Of course he’s not; I can’t ever recall a time when I gathered two or three friends together and waited for them to finish page seven of the latest issue of, say, Warren’s excellent current run on Moon Knight, before turning over to page eight to discover precisely how the title character has solved the crime.
OK, so where do I differ with Warren’s comments?
Well, from where I’m standing (or sitting at the moment anyway) where Warren was wrong was to imply that that the enjoyment one gets from comic books is limited to the immediate enjoyment one gets from them while you’re reading them. There’s no doubt that reading the comics forms, for me at least, a large part of my enjoyment… but there’s another part that I enjoy. The part that every fan of anything would recognise: talking with friends about the book.

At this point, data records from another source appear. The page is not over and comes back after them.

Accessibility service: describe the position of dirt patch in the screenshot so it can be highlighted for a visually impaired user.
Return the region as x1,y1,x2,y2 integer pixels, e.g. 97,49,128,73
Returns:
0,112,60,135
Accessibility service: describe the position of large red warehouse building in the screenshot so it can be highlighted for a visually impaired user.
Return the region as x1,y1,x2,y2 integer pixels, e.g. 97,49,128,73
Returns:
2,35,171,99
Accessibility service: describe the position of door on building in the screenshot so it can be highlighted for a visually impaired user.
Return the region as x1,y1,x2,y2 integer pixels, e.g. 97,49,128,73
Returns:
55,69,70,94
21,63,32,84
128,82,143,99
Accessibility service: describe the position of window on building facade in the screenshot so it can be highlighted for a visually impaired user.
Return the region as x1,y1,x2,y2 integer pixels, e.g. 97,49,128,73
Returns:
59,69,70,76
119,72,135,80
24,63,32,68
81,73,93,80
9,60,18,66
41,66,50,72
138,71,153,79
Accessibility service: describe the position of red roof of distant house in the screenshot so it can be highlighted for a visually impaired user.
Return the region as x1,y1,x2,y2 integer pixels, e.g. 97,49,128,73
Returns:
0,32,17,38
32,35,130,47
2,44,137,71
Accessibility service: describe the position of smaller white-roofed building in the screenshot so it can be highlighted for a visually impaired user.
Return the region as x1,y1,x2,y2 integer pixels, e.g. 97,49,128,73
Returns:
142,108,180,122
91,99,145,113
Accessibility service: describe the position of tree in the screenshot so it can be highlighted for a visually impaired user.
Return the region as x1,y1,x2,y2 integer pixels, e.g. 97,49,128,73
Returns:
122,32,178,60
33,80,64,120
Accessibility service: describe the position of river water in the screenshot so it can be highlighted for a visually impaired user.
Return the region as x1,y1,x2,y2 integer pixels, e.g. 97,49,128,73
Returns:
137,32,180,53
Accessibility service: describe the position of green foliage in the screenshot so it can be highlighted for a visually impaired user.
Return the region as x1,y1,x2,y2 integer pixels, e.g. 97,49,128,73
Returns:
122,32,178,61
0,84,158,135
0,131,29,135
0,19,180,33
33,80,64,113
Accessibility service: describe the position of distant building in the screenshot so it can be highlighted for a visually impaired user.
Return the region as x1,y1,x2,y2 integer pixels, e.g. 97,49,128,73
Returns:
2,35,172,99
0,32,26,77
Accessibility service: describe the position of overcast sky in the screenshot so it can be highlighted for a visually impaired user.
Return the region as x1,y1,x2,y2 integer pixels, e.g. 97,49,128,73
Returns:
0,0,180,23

Analysing, guessing, and generally bitching about it…
(Now it may be that it’s me that’s wrong here. Maybe I’ve inferred too much from his comment, and if so, then I apologise, but Warren’s overseas at the moment and he’s far too busy to hunt me down. Besides, Warren’s a friend, and I know he’ll forgive me. Eventually. Once I’ve sacrificed a few dozen sheep and ohgodpleasedon’thurtmeagain…)
But back to the post-match analysis. By its very nature it is – has to be! – anything but a solitary activity. I mean, some people might enjoy only talking to themselves and never getting any disagreement, but I don’t think that Richard Dawkins is a comics reader anyway.
No, part of what makes the comics reading public – and given the readership of this blog, that probably includes you – a community, is that we talk to each other. Oh boy, do we talk to each other. Whether it be groups of people meeting for a drink, or chatting online, or conversing on message boards.
And who, for many years, ran several of the most successful and must-read message boards? Step forward, Mr Ellis.
There have been many definitions of ‘literature’, but the one I most like is’that which you would wish to read again’. If you accept that definition, than there’s no way you can exclude comic books from the category of literature. Developing that, if you do read some comic books again (and to be honest, one of the joys of comic books for me is that I can read them again) the odds are that you’re going to approach that rereading from a slightly different perspective each time. For a start, the second time you read the story, you’re coming to it already familiar with the story. That in itself surely must change your appreciation of the tale. You may not appreciate it more nor less, but it will be a different appreciation. How could it be otherwise?
And one of the glories of talking to other people about something you’ve enjoyed, and appreciated, is discovering how many (or how few) people share not only your initial appreciation, but also your new take on the story.
Comics? Something you do alone? Only in two aspects: creation and immediate consumption. Everything else is enhanced by company.
I’ve stated elsewhere that the idea for my daily braindump GOING CHEEP is a straight steal from Warren’s MORNING, COMPUTER. If you’re going to read only one daily braindump, you should read… mine!, but if you want excellent short morning reads, read Warren’s. It’s quickly become a daily essential read-absorb-thinkabout-thenthinkaboutsomemore for me.